O’Brien would eventually win the sprint for fourth place to put himself in contention after the Munster challenge had been decimated in a 40mph crash approaching the turn-off for Sliabh Mish at The Earl of Desmond Hotel. Former winner Eugene Moriarty, Timmy Barry, Michael Hennessy and Kealan O’Connor all came down in a 25-man pile-up 20 miles from the finish. Moriarty and O’Connor were hospitalised.
There had been a succession of attacks from the time the 104-strong peloton left Killorglin in glorious sunshine and when Colm Bracken launched a solo effort on the wide road to Tralee the pace increased.
“I saw Kealan O’Connor’s foot come out of the pedal but there was nothing I could do,” Moriarty recalled in hospital in Tralee. “Seven guys hit me before I stopped counting.”
With the Dutch team and Murphy and Gunn at the front, the field split on the climb and, suddenly, there was a group away that included three riders from the Netherlands, last year’s winner John Dempsey, Andy Roche, Bryan Keane and O’Brien.

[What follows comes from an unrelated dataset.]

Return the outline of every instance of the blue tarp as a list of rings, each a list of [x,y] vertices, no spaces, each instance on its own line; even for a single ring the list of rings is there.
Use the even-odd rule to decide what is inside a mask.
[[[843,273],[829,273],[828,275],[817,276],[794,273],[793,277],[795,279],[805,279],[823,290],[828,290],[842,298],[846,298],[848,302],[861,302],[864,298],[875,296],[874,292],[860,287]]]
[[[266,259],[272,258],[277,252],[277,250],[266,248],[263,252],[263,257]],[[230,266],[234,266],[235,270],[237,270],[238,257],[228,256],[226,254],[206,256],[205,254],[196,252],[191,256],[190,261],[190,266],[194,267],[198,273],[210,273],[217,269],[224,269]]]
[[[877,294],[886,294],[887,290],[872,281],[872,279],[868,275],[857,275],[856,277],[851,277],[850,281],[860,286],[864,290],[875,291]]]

They left a chasing group hanging at 20 seconds with the main field 47 seconds down approaching Milltown, where the battle for stage victory was launched.
“I was lucky because my team had three in the group,” Rabou said. “We had been waiting for Sliabh Mish and we kept it very fast. Three of us got away going into the last kilometre and I felt strong on the hill. I like climbing so I am looking forward to tomorrow.”
“My gears slipped on the hill so I lost momentum,” Brian Kenneally said. “The last time we came over that particular route I also finished second after I got away with Kevin Dawson.”
Today’s 105 mile stage (11am) takes the riders to Valentia Island before tomorrow’s individual time trial in Killorglin and an afternoon criterium in Caherciveen.